Oggi vi voglio proporre alcune informazioni ( tratte da Wikipedia) su uno dei monumenti più importanti della Sardegna, buona lettura.

Su Nuraxi, o, più propriamente, il Villaggio nuragico di Su Nuraxi, è un insediamento umano risalente all’età nuragica che si trova in Sardegna, in territorio di Barumini. Cresciuto intorno a un nuraghe quadrilobato (cioè con un bastione di quattro torri angolari più una centrale) risalente al XVI-XIV secolo a.C., l’insediamento si è sviluppato tra il XIII ed il VI secolo a.C.. È uno dei villaggi nuragici più grandi della Sardegna.

La struttura più antica del nuraghe è costituita da una torre centrale a tre camere sovrapposte (alta 18,60 m.), edificata tra il secolo XVII a.C. e il XIII a.C., in blocchi di basalto. In seguito, nel periodo del Bronzo tardo, vennero edificate attorno alla torre centrale quattro torri unite tra loro da una cortina muraria con un ballatoio superiore (oggi andato perduto), comunicanti tutte su un cortile interno servito da un pozzo. In tempi più tardi, nell’Età del Ferro, il complesso venne attorniato da un ulteriore cortina muraria pentalobata. La differenza delle costruzioni indica che vi fosse una qualche gerarchia sociale. Le pareti erano in blocchi di pietra sovrapposti e non da un unico monolite. Le porte e le finestre erano per la prima volta utilizzabili, e le loro spalle leggermente inclinate in modo da ridurre l’entrata di luce e diminuire il rischio di rottura dell’architrave. Questi ultimi erano più spessi al centro e meno ai lati, a dimostrazione del fatto di aver capito che gli architravi si rompono al centro.

Tra le funzioni principali del nuraghe troviamo quella di vedetta sul mare, per consentire la sorveglianza di campi coltivati e mandrie di animali. Il nuraghe poteva anche essere parte di un complesso fortificato e avere, quindi, scopo militare e strategico perché le tribù nuragiche si difendessero dagli assalti nemici.

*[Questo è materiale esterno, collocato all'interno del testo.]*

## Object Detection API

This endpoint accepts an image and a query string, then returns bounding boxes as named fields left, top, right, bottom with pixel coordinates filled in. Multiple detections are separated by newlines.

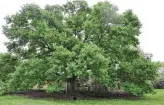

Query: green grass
left=0, top=90, right=164, bottom=105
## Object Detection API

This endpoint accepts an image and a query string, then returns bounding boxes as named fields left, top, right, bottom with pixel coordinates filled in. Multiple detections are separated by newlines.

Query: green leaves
left=0, top=1, right=157, bottom=95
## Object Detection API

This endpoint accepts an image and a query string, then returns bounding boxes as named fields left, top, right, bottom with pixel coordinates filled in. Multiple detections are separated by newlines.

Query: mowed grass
left=0, top=90, right=164, bottom=105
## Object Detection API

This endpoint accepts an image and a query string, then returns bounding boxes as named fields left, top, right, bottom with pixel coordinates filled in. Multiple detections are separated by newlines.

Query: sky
left=0, top=0, right=164, bottom=61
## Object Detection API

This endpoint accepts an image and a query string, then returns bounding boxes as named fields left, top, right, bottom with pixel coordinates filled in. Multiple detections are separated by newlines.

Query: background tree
left=0, top=1, right=156, bottom=95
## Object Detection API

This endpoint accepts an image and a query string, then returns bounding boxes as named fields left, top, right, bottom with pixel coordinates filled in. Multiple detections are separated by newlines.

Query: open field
left=0, top=90, right=164, bottom=105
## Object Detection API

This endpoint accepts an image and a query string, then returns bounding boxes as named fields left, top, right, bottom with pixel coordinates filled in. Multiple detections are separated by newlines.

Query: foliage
left=2, top=1, right=156, bottom=95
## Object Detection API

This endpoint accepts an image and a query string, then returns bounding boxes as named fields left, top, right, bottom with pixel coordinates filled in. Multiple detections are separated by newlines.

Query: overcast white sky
left=0, top=0, right=164, bottom=61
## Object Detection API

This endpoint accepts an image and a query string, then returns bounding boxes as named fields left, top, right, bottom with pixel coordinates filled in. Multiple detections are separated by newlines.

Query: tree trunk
left=67, top=76, right=76, bottom=94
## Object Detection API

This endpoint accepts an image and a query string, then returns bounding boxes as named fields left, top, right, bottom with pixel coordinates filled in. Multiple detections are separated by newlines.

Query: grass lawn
left=0, top=90, right=164, bottom=105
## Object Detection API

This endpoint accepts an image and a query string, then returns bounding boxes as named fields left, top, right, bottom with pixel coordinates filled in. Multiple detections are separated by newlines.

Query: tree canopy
left=0, top=1, right=157, bottom=95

Attorno al nuraghe, dal periodo del Bronzo tardo, venne edificato un villaggio nuragico destinato a ospitare la popolazione circostante. Il villaggio è composto da una cinquantina di capanne, edificate a pianta circolare tramite grossi massi murati a secco e ricoperte con tetti di forma conica in legno e frasche. Secondo Giovanni Lilliu le ristrutturazioni successive non consentono di individuare il numero di case, il cui numero nella definitiva stesura edilizia varia da 40 a 200, ciò fa ipotizzare una popolazione tra 100 e 1000 abitanti Se nella fase antica le capanne furono strutturate ad un unico ambiente, in una fase più recente prevalse la tendenza della settorizzazione dell’abitazione. Tra le capanne rinvenute, le più significative sono apparse quella riservata agli incontri del capo, più grande e più articolata nella struttura, e la capanna riservata alle assemblee degli abitanti, nella quale sono stati ritrovati simboli delle divinità adorate. Altri ambienti sono stati riconosciuti come officine, cucine e centri di lavorazione agricola.
Durante la prima età del ferro (IX-VIII secolo a.c) vennero costruite fognature ed un sistema viario
Durante il VI secolo a.C., la reggia subì distruzioni e fu poi successivamente ripristinata in epoca Cartaginese per poi essere occupata dai Romani, prima di essere abbandonata definitivamente.
Il nuraghe e il villaggio erano strategicamente connessi ad un sistema di altri nuraghe e siti nuragici, come quello polilobato ritrovato al di sotto della casa Zapata, nell’abitato di Barumini.
Il sito è attualmente ben conservato, con le basi delle capanne ancora riconoscibili; all’interno del nuraghe possono essere riconosciute, grazie al cambio di temperatura, le varie stanze che venivano utilizzate come dispense o officine.